Safari does not support vp8 or vp9 when playing youtube, and youtube serves h264 instead. h264 is less efficient in terms of compression ratio (more to download for the same quality), but h264 is decoded in hardware on OSX, and VP8 or VP9 isn't, which explains what you see.
This is why, for example, Safari does not have 4k video on Youtube, while being perfectly capable of playing 4k videos in general.
Depending on the machine, VP9 can be decoded in hardware on Firefox on Windows, but chip support is limited.
All that said, we're working on our video playback performance as we speak, especially on OSX (because it was so bad a few release back), but also in general.

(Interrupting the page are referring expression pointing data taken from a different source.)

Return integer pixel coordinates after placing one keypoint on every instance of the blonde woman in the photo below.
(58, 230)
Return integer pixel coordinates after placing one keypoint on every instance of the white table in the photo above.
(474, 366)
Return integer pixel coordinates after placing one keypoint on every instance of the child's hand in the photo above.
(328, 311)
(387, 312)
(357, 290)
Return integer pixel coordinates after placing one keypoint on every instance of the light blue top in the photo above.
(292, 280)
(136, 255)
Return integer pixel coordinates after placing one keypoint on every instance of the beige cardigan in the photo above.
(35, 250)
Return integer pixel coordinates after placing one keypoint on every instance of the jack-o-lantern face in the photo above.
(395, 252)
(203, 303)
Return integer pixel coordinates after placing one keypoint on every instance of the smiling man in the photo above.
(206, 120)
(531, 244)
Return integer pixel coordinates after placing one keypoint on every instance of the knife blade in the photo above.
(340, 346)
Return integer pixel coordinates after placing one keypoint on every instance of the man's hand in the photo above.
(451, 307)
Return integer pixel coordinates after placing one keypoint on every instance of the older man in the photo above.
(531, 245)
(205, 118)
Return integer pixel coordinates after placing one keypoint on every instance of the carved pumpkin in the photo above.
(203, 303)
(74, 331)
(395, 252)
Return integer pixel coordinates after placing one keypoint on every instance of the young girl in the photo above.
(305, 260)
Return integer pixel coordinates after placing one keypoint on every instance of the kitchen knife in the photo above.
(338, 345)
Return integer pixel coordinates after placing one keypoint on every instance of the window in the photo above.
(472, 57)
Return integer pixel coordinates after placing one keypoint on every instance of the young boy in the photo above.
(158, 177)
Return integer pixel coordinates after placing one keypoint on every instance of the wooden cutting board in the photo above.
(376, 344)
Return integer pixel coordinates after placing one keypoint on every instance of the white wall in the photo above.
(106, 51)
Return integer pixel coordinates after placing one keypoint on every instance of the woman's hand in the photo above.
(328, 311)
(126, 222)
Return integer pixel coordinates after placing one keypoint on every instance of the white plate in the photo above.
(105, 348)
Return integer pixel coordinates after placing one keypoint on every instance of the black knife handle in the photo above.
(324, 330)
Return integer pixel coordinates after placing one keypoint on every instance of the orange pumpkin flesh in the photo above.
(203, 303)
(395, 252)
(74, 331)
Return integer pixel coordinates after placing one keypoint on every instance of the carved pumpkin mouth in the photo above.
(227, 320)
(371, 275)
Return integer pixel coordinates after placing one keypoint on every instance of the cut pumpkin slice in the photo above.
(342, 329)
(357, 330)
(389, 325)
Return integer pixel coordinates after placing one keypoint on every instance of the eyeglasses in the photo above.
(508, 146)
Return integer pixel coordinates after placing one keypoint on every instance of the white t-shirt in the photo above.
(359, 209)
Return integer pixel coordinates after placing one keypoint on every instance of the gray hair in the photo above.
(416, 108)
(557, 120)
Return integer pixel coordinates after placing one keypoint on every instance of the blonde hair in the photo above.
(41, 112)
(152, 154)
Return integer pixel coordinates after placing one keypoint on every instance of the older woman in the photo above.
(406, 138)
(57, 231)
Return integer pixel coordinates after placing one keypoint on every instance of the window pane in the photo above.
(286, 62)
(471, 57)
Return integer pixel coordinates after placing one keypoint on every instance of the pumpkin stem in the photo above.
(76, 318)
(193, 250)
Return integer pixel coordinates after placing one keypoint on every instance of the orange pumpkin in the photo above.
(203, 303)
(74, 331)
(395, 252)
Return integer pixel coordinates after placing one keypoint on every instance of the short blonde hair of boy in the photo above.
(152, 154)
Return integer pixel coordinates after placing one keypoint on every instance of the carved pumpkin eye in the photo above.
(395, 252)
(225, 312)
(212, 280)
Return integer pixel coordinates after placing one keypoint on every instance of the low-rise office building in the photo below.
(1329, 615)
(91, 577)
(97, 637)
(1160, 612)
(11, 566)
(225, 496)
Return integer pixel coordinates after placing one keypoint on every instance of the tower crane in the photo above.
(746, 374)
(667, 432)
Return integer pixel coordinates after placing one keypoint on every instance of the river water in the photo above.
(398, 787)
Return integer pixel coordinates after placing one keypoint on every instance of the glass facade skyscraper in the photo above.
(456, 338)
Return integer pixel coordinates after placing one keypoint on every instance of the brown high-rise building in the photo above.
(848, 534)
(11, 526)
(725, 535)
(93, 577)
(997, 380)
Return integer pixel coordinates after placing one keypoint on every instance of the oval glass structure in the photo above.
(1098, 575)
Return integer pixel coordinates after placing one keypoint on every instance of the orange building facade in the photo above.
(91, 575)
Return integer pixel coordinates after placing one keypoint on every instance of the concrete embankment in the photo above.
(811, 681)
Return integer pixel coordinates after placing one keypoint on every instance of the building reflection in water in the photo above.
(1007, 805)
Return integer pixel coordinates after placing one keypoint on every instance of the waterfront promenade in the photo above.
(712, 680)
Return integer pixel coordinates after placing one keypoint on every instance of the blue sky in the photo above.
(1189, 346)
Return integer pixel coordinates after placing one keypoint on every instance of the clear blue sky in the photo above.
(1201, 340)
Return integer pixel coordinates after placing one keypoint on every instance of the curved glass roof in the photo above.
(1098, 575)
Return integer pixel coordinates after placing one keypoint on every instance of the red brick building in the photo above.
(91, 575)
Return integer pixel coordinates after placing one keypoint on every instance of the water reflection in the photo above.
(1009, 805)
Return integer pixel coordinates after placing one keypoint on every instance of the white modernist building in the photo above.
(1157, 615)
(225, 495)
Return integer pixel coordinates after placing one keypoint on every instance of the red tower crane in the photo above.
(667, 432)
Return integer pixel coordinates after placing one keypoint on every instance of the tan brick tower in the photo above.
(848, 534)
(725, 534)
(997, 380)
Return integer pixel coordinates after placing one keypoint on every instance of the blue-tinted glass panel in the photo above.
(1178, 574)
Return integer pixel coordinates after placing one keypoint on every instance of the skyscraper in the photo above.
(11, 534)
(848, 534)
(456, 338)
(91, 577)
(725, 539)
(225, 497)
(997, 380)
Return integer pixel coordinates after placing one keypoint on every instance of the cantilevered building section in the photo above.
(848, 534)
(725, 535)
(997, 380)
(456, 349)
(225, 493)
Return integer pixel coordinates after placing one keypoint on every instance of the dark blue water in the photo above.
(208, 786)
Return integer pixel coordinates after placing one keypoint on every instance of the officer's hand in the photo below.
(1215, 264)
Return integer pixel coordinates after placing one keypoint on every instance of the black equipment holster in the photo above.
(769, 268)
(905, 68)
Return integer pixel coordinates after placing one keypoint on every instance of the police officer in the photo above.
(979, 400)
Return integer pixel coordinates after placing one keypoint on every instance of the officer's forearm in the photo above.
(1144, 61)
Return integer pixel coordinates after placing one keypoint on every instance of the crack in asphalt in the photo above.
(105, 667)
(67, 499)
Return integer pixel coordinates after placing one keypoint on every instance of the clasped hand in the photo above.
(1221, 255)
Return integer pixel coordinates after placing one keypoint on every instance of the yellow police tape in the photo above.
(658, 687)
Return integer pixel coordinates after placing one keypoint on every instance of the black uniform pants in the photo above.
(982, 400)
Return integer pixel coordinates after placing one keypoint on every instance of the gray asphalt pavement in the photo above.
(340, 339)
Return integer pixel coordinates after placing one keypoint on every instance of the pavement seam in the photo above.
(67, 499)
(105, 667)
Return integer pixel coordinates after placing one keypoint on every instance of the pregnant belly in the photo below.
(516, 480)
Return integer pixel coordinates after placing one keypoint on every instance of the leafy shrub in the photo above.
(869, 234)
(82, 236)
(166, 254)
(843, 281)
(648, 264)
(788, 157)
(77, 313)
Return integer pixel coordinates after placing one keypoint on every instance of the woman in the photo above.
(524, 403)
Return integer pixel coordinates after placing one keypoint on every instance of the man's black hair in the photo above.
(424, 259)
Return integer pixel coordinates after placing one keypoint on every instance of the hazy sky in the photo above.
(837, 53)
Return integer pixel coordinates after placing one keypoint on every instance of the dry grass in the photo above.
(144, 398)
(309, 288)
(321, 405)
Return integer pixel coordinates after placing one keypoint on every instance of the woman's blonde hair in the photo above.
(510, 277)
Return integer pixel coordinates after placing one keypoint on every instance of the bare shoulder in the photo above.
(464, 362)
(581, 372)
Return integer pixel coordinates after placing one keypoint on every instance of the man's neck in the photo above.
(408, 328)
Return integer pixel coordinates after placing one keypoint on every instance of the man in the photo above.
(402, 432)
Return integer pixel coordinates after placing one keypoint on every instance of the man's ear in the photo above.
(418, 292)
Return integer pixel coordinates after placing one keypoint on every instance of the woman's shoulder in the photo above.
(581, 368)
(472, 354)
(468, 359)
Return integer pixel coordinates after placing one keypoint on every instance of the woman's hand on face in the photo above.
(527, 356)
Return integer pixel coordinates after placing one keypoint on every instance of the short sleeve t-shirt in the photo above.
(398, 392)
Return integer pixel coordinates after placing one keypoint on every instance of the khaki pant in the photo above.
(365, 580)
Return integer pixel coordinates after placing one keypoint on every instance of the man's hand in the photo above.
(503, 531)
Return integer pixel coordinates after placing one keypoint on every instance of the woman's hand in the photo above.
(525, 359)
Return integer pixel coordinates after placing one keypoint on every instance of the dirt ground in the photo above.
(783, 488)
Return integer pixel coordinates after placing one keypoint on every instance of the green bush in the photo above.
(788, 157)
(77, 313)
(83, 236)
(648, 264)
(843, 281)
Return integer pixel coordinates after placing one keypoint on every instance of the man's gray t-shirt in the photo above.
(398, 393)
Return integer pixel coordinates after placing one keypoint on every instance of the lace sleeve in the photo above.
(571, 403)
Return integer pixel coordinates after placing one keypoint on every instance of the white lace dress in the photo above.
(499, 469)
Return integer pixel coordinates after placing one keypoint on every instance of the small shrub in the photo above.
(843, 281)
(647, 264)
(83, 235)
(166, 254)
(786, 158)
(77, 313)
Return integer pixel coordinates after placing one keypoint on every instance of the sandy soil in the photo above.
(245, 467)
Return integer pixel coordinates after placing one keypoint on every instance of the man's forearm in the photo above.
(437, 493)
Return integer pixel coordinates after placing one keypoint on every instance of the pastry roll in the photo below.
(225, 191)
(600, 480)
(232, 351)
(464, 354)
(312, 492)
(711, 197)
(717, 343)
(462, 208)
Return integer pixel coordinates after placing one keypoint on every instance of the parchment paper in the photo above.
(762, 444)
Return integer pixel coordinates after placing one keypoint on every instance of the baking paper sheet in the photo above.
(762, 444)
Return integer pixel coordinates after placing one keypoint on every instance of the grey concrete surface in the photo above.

Anyway, I imagine that's the price to pay for being crossplatform. You can't implement everything for every platform. Safari only has to work on macOS/iOS.
Speaking for Chrome's implementation, efficiently rendering video on macOS does require CALayer compositing, but it's not sufficient.
Only certain types of decoded frames can be efficiently scanned out (different from the types that can be used efficiently in OpenGL compositing). Actually entering the most efficient fullscreen video mode requires some magic. Matching macOS behavior exactly when a fallback to OpenGL compositing is required can be difficult (eg. colorspace bugs can result in flickering).
I have not looked at the new code in Firefox, but I would expect that not all of the benefit would be realized in a first release. In any case it's a huge undertaking to support a single platform; congrats to the team for making it happen!